Apart from the desire to belong and the need to crowdsource solutions quickly, enterprising Realtors are investing in online communities to grow their client base. It’s not surprising, given that “businesses of all types have been investing in their communities with a recent statistic suggesting that 33 per cent of organizations have 10,000 people or more within their online communities,” says Mitchell D Poussan II in a report, The Future of Social Media & The Rise of Online Communities.

Realtors could learn a thing or two from tech elites who have developed their own private communities to cultivate a group of committed users who will engage with their products and content. As this trend continues to grow, smaller and more focused communities will emerge with the shared goal of building something together. This could be a useful trend for Realtors as private communities become “the new gateway into working with the people you want to work with on the things you want to work on,” says Poussan. But more directly, online private communities will be a source of knowledge, solutions and leads, he says.

Even if creating an online community to develop your own client base doesn’t seem appealing, you may want to consider it if you’re feeling stuck. A study conducted by Sean Young, a family medicine professor and director of innovation at the UCLA Center for Behavioral and Addiction Medicine, strongly suggests that online communities can help motivate you to stick to a schedule, make those cold calls and follow up. Young’s study created an online community to help people kick their addictions or negative behaviours. What he found is that, not only were the online communities highly efficacious, but that people also continued to communicate on the online communities far after the study was completed. The reason that members of the community forged on is because online communities appeal to our basic human needs: the need to trust, the need to fit in, the need for self worth, the need to be rewarded for good behaviour and the need to feel empowered.

As internet users move away from me-centric social sharing to more “we-centric” conversations online, there’s no doubt that online communities can help Realtors improve their craft while also creating meaningful relationships with customers or members, all of which translates into greater client loyalty and opportunities.

Mike Chang, the director of the OJO Select Network and founder of the popular Real Estate Mastermind group on Facebook, is an expert in creating such communities and offers helpful tips to creating an online community or identifying one that will provide the belonging and support we all need. I recently asked Mike about the topic (disclosure: I am president of OJO Home Canada):

You’ve built powerful and popular online communities in the real estate industry. What’s your secret?

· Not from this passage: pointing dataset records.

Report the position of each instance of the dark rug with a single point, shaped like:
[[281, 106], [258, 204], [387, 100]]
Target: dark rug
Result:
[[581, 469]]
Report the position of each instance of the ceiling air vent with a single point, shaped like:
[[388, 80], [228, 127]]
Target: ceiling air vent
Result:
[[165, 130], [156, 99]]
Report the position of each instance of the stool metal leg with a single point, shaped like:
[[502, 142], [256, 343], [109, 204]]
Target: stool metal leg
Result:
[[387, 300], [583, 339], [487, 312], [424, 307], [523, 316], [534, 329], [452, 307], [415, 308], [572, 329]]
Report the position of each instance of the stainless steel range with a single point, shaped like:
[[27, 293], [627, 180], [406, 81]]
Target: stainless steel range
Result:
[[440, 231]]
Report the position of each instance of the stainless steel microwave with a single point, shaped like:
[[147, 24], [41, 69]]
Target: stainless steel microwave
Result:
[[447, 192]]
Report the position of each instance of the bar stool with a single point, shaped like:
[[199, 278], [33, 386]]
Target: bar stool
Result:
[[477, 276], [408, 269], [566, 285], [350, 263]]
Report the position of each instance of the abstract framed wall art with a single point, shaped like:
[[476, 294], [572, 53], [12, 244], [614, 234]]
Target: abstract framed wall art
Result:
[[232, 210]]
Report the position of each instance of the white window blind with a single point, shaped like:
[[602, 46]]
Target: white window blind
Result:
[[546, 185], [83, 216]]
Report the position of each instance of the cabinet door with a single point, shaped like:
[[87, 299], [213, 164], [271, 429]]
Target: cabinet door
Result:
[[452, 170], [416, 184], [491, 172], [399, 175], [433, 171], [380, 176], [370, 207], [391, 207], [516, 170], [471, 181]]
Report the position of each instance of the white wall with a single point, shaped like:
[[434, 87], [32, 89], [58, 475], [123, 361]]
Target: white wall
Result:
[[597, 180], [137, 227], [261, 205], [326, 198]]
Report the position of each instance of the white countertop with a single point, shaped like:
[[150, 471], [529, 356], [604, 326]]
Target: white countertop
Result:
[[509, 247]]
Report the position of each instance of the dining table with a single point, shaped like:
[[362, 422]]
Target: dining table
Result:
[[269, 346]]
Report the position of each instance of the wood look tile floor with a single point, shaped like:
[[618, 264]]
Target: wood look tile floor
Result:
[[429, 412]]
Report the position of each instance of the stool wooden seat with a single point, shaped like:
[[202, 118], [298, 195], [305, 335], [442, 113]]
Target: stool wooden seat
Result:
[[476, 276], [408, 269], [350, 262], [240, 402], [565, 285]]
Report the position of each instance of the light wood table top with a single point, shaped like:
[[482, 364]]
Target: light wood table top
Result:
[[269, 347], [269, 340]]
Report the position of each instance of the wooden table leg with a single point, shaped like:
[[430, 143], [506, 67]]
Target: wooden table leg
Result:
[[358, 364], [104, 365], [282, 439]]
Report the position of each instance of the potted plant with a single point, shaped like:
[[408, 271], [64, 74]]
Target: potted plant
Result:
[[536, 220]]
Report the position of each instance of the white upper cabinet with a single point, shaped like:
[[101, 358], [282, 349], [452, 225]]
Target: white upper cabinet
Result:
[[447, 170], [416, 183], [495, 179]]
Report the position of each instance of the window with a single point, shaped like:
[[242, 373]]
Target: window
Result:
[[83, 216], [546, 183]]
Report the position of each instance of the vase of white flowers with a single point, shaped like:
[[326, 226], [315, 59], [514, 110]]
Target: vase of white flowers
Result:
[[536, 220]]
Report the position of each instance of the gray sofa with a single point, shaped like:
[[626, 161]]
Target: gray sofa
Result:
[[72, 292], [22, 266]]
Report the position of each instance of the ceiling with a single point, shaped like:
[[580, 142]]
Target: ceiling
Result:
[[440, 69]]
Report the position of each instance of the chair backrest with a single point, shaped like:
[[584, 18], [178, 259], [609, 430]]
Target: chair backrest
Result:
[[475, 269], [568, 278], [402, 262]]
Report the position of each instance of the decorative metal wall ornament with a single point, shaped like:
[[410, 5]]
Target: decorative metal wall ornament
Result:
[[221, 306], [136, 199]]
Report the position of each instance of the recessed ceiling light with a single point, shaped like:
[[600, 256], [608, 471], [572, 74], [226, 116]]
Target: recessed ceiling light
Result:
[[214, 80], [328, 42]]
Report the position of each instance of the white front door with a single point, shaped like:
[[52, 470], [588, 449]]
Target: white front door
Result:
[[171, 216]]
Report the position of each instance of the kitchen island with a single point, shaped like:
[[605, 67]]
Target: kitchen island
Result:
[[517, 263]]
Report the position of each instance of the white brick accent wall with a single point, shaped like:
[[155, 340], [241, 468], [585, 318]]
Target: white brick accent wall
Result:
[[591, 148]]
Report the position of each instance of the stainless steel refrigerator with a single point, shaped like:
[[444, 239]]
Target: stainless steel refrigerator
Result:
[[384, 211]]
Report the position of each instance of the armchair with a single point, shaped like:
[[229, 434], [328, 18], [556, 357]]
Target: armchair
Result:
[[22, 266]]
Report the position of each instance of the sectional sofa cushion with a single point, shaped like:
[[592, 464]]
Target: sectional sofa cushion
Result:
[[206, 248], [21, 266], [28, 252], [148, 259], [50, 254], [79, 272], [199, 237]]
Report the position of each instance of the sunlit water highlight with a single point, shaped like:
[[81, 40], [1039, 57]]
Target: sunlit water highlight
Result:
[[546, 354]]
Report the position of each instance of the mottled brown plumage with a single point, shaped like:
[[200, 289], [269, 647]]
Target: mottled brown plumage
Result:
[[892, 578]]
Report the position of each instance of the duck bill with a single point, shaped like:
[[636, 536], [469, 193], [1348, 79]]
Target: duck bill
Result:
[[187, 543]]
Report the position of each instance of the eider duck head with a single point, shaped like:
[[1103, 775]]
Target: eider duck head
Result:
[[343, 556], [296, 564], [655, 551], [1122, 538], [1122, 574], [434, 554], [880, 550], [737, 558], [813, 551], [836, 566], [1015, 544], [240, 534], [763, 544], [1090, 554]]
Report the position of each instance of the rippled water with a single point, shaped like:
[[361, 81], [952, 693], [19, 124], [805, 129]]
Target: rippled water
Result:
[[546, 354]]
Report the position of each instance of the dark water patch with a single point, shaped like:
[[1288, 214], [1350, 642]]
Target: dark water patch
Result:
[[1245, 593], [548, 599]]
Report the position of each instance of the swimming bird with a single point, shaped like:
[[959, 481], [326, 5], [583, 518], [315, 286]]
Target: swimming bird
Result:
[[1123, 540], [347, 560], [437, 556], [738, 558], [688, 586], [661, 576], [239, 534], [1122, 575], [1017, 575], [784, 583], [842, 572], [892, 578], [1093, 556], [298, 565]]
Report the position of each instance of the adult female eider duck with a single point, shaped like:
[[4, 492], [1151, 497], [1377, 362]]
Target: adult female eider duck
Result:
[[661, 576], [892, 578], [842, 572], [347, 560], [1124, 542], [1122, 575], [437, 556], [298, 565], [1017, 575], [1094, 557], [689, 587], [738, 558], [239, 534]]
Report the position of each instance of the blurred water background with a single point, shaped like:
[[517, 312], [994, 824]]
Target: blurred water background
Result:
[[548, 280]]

Chang – Great communities are based on value and values. Value is defined as utility. What brings you to that community and what is the reason you gather? Values are the reasons you keep gathering and the reason the community becomes a part of your identity. If you can answer these questions, you can grow a thriving, vibrant community.

How do these online communities help Realtors?

Chang – Online communities enable people to share different experiences, knowledge, viewpoints and skills to accomplish similar goals. For some, online real estate communities are a place to find new business (agent to agent referrals), for others it is a place to learn, laugh or even just vent.

If you could give any advice to a Realtor looking to build an online presence/community, what would it be?

Chang – To build a community, I focus on value and values. To build an online presence, understand the social media platforms you are choosing to use and how their algorithms affect your content strategy. The algorithms change and are even surprising as to how they work. For example, adding in links that redirect the reader to another website affects your ranking and post visibility on some social media sites.